4. Citizen Kane (Welles, USA, 1941)

Orson Welles’ legendary film about the life of a newspaper tycoon loosely based on William Randolph Hearst was completed when its writer/director/star was just 26 years old. Revolutionary for both its deep focus cinematography and its intricate flashback structure, Citizen Kane also astonishes by capturing wide swaths of human experience in its two hour running time. In case you’ve been living under a rock, this is the film most often cited by critics and historians as the greatest of all time.

3. Bicycle Thieves (De Sica, Italy, 1948)

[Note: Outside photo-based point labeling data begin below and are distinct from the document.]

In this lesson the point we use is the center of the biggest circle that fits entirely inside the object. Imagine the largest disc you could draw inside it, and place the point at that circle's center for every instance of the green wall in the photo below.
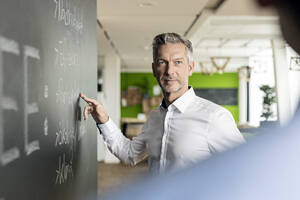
(197, 80)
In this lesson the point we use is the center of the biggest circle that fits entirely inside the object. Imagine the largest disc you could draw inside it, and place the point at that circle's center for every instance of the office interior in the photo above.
(239, 54)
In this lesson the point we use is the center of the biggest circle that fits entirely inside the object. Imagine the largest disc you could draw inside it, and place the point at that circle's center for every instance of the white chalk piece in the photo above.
(46, 127)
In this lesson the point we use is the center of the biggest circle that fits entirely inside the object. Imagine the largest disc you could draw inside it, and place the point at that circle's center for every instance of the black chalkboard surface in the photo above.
(221, 96)
(47, 57)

The definitive Italian Neorealist film remains a deceptively simple, emotionally overwhelming experience that must be seen by anyone who loves movies. Writer Cesare Zavattini and director Vittorio de Sica crafted the ultimately politically engaged drama with this tale of Antonio Ricci, an unemployed factory worker (non-actor Lamberto Maggiorani) who finds a job putting up posters around Rome that requires the use of a bicycle. After selling his bedsheets to get his bike out of hock, Antonio finds that his bicycle is tragically stolen, a turn of events that causes him to spend the day looking for the thief with the aid of his young son Bruno (Enzo Staioloa). A humanistic portrait of despair that has never been bettered.

2. How Green Was My Valley (Ford, USA, 1941)

The failure of the Academy to award Best Picture of 1941 to Citizen Kane is often cited as definitive “proof” that the Oscars have always been out of touch – the cinematic equivalent of the Grammys not honoring Elvis, The Beatles or Bob Dylan for their best recorded work. However, as innovative and influential and great as Kane is, John Ford’s deeply moving portrait of life in a 19th century Welsh mining community is nearly as cinematically expressive and, for my money, the more emotionally affecting work. Ironically, How Green Was My Valley is very similar to Kane in its treatment of the theme of subjectivity; what we see is not after all objective reality but the romanticized memories of Irving Pichel’s offscreen narrator.

1. Letter From an Unknown Woman (Ophuls, USA, 1948)

Set in Vienna in the early twentieth century, Max Ophuls’ masterpiece tells the incredible story of the title letter-writer (Joan Fontaine) and her three brief but fateful encounters with a ne’er-do-well pianist (Louis Jourdan) over the course of several decades. His inability to recognize her on the latter two occasions elevates the simple plot, which is recounted via flashback, to the level of high tragedy. Fontaine is heart-breaking in the lead role but the real star is German-born, French-bred director Max Ophuls, whose relentless use of tracking shots has made him virtually synonymous with that type of camera movement and has been a major influence on subsequent directors from Stanley Kubrick to Martin Scorsese to Paul Thomas Anderson.